En 1975, cuando tenía 23 años, mi trayectoria como fotógrafo llegó a un callejón sin salida. Había estado fotografiando paisajes americanos en blanco y negro, sacando fotos de aparcamientos de supermercados y centros comerciales… eran imágenes sueltas y con un toque irónico. Ese trabajo no iba a ninguna parte, no tenía recorrido ni era relevante, así que empecé a buscar un nuevo rumbo.
El libro ‘Los caminos sin ley’ (The Lawless roads) de Graham Greene captó mi atención mientras estaba en México. Saqué esta fotografía de los niños jugando en Tehuantepec, al sur del país, a principios de los 80. Deambulaba por las calles dejándome guiar por las sensaciones que tenía con la cámara. Era por la tarde y había bastante humedad cuando llegué a una plaza blanca y azul. Tenía calor, no me sentía muy inspirado y andaba un poco perdido cuando vi a un grupo de niños con una pelota. Mientras me acercaba, uno de los niños empezó a girar el balón sobre uno de sus dedos; me fijé en las figuras de los niños, las líneas azules del fondo y el azul del balón, así que tomé varias fotos. Después el momento se esfumó.
Nunca sé si una foto va a funcionar. En este caso concreto, tenía ciertas esperanzas, pero no estaba seguro. La baja velocidad de disparo hizo que la pelota pareciese el mundo girando; la imagen cobró una nueva dimensión que yo no vi cuando apreté el botón. Me encanta esa sensación de que un chico de un pequeño pueblo mexicano pueda tener el mundo girando sobre su dedo. No fue hasta más tarde cuando me di cuenta de que había una segunda pelota en la imagen: un balón de baloncesto en una canasta.
Este tipo de fotografía en la que deambulas por las calles y exploras el mundo con muy pocas ideas preconcebidas tiene mucho que ver con la inmediatez, la intuición y la casualidad. Lo racional pasa a un segundo plano en favor de lo inconsciente.
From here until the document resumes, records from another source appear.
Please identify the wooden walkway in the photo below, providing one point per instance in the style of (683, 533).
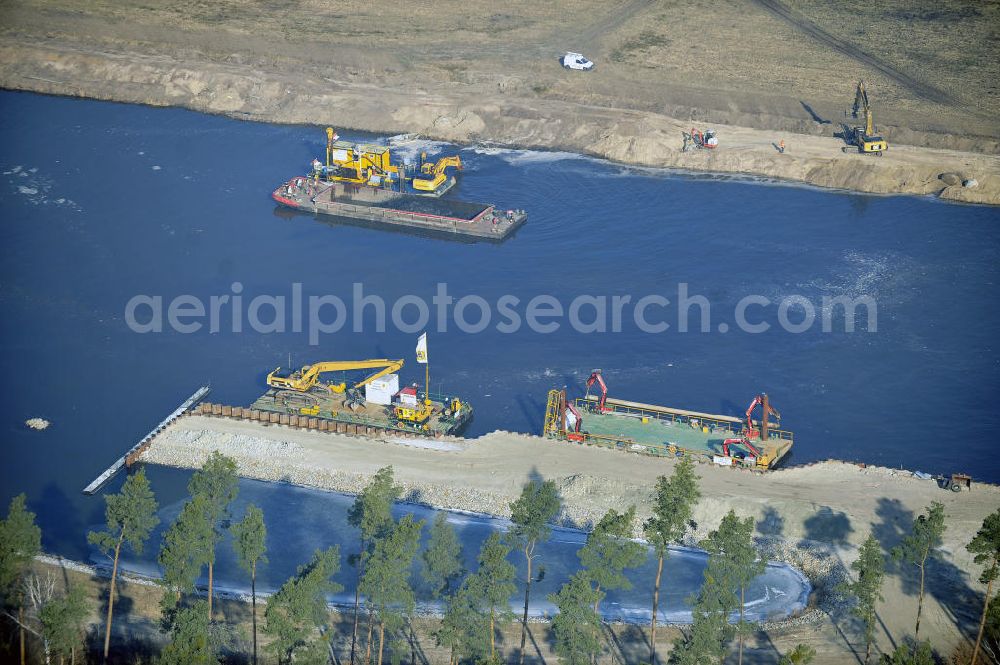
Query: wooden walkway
(133, 453)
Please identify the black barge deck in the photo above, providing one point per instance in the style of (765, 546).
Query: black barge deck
(383, 206)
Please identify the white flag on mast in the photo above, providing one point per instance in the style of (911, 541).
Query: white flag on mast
(422, 349)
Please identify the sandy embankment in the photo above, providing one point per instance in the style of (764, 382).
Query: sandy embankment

Aprendí fotografía a los 10 años, con mi padre. Él usaba la fotografía como válvula de escape para hacer frente al bloqueo del escritor. Recuerdo algunos cuadros que vi cuando era pequeño (obras de De Chirico y Braque), y ya algo mayor, algunos libros de Graham Green, Joseph Conrad y Gabriel García Márquez. Pero lo que realmente me atrapó de la fotografía fue esa relación tan directa y tan complicada que tiene con el mundo real. Se me da mejor interpretar y enfrentarme al caos y a la complejidad del mundo que pelearme con un lienzo en blanco. Creo en sacar fotos que planteen preguntas y que no proporcionen respuestas.
En México, yo me sentía identificado con la zona fronteriza. En las décadas de 1970 y 1980, era un lugar más accesible que hoy en día. Las formas de cruzarla eran muchas veces curiosas y absurdas. Una vez, mientras estaba con el periodista Tom Miller, nos detuvieron mientras merodeábamos por la frontera. Les dimos nuestros pasaportes a los policías fronterizos con billetes de 20 dólares dentro y les propusimos invitarles a cenar. Funcionó, porque al final acabamos disfrutando de una amistosa cena a base de tacos para llevar en la misma oficina de inmigración.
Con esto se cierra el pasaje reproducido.